I’ve got a paper actually coming out . . . where we compare very low income to regular income consumers.  What we tended to find there is that is that, especially in the case of subsidizing healthy foods, the richer consumers benefit the most because they’re already, first of all, consuming relatively health foods.  And, because we found . . . that the poor tended to want to stick to their original diets.
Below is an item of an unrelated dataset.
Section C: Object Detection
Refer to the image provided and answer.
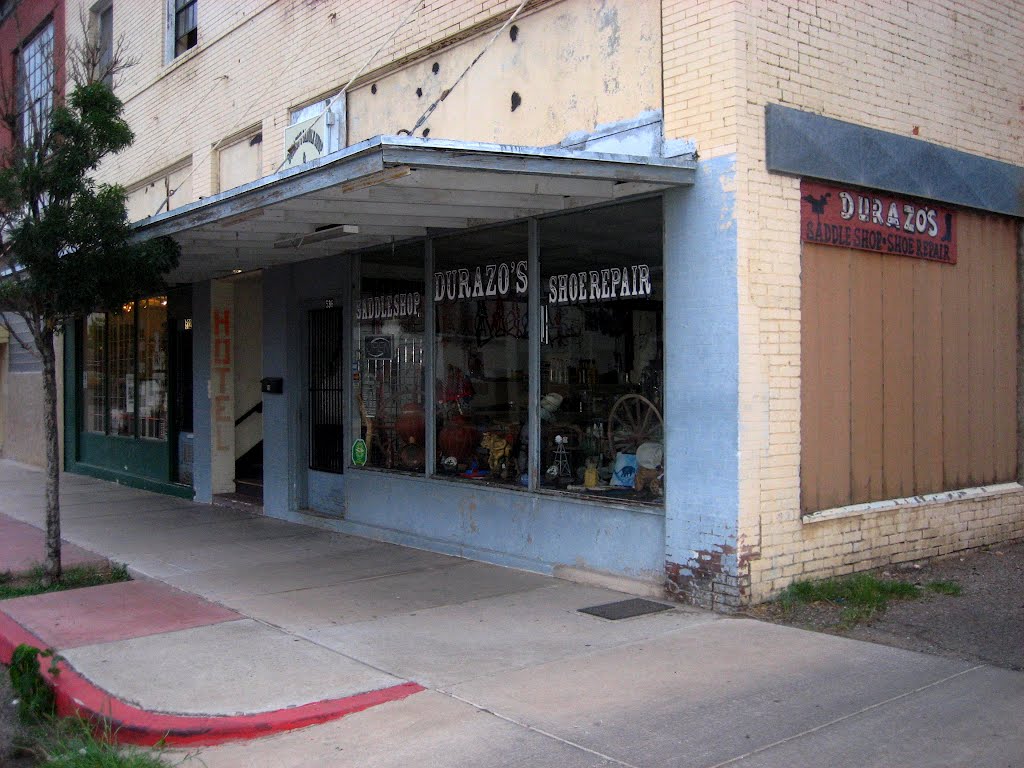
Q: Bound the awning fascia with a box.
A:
[134,136,696,281]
They were more habit prone, so they didn’t change quite as much either when it was a tax . . . or a subsidy trying to get them to eat something a little healthier.  
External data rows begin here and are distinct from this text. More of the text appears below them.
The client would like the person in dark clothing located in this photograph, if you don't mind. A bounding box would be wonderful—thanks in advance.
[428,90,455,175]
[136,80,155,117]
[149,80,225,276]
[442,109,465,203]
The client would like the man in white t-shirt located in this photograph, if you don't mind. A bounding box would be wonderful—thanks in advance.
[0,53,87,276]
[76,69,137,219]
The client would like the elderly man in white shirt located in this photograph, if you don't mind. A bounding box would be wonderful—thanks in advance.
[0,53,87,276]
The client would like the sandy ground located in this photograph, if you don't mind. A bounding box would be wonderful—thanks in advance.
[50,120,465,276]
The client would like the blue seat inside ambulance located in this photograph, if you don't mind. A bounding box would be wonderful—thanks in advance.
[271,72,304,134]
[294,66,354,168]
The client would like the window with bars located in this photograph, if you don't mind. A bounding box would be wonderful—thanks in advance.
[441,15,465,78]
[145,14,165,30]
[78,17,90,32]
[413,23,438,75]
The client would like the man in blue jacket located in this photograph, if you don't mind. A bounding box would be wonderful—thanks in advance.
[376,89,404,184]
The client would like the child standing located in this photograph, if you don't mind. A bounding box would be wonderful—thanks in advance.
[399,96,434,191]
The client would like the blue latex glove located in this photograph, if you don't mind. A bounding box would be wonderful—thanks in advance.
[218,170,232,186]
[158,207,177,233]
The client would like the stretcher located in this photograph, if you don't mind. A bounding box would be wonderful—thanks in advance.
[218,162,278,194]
I would say lastly, I’m going to bring up this sort of elitism. . . . This sort of paternalism argument.  We feel like we know how other people should be eating.  . . . I think it’s really hard to put ourselves in the shoes of other people, and so for us to take a step back and say ‘you should be doing something different; you should be eating more like me’ presumes that we know what it’s like to have their life and have their kind of income and know all the other sorts of things they’re facing. . . .  I have a problem philosophically with that. . . .

And I do think it’s different than . . . cigarette taxes.  With cigarette taxes there really was this externality – the second hand smoke.  When you’re smoking, that really does have an effect on the people around you.  With the drinking of soda, it’s really less clear there’s that same kind of phenomenon at play.  Most of what’s happening here is some kind of redistribution within our healthcare system because of Medicare and Medicaid.  But, that’s much more complicated than most people realize.  Most of what’s happening here are subsidies flowing from relatively wealthy people to relatively poor people because relatively wealthy people pay more in taxes. . . . It’s not a popular solution but part of the argument is that if people know their health care expenses are going to be taken care of, they’re going to eat in an unhealthy way . . . Economists call that a moral hazard.  The answer for a moral hazard is that people need to have some skin in the game.  We need people to pay a little bit of the costs of their health care.  It doesn’t have to be the same for everybody, and maybe it’s just a small amount for people who don’t have much income, but I think if the concern is that if people are going to behave “irresponsibly”, there needs to be a bit of a price for that in terms of their health care costs.  But, of course, there is a real price for being obese.  That’s something we tend to forget – that there is a lot of social shame associated with being obese, wages can be lower especially for women, and there are all the attendant medical costs, some of which are shielded from the consumer because of our health care system but a lot of those are borne directly.  There is a real cost to being overweight and obese, and people bear a lot of that just through their own daily lives.  

I’m running on here, but one last point that is really important because I hear so many people get this wrong.  What they say is, ‘well our farm policy system subsidizes food and makes sugar cheaper.’  That is absolutely false.  I’m not a fan of farm subsidies, but that particular argument is false for two reasons.  One is that if you look at cane sugar.  Cane sugar has a set of really convoluted policies, but they essentially restrict supply. . . . What [sugar producers via policy] are able to do is keep out foreign competition and keep other producers from growing sugar cane.  . . . World sugar prices are much higher than they would be if we didn’t have our US cane sugar policies.  The other thing is high fructose corn syrup (HFCS).  Right now roughly 40% of our corn supply goes to ethanol.  Ten years ago, that was mostly going to livestock and food processing. . . .  It’s not exactly a farm policy, but the energy policies we’ve had over the past 10-20 years have dramatically shifted corn production from going to places like HFCS to instead ethanol production and our cars, and as a result has made HFCS more expensive than it would be otherwise.  

Should we tax sugar?  In some ways, we already do, it’s just not very transparent that we’re doing it."